Category Archives: Security

Dr. Crippen Exonerated

Reuters reports that the police convicted Crippen on false evidence:

A team led by John Trestrail, head of the regional poison centre in Grand Rapids, Michigan, took mitochondrial DNA — genetic material passed on through the mother — from a tissue sample from the corpse kept in a London museum.

They then compared it with samples from three of Cora Crippen’s female descendants, found after a 7-year search.

“That body was not Cora Crippen’s,” said David Foran, a forensic biologist at Michigan State University. “We don’t know who that body was or how it got there.”

As I read this I thought about an incident I had to investigate recently.

Business executives, as expected, quickly wanted a summary of events and then to move on in their work. They threw some opinions around and weighed in before the facts were fully known, as if making a decision about general operational risks.

The security team, on the other hand, wanted to study the data and come to a reliable understanding of the threat as well as vulnerabilities before letting the case be closed.

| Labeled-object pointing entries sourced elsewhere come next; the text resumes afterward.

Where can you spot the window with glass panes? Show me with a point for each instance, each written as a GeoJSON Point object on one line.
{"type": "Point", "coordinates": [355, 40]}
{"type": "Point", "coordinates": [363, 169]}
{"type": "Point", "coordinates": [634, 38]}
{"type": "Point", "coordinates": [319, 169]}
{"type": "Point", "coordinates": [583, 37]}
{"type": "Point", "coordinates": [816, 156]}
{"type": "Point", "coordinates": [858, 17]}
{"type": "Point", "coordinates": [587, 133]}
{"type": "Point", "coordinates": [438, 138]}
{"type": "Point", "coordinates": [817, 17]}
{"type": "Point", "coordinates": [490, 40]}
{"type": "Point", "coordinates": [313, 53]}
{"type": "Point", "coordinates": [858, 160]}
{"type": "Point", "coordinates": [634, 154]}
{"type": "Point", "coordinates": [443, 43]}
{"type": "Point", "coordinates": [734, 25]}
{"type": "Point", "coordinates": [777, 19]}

You can guess which one carries more weight in the average corporate environment. Let me try to put it a different way:

If the job is to keep the business processes firing (like pistons in an engine) then reactions will be necessarily oriented to moving things along without delay. If the job is to keep the business running (like avoiding a cliff) then delay might be warranted if danger is ahead.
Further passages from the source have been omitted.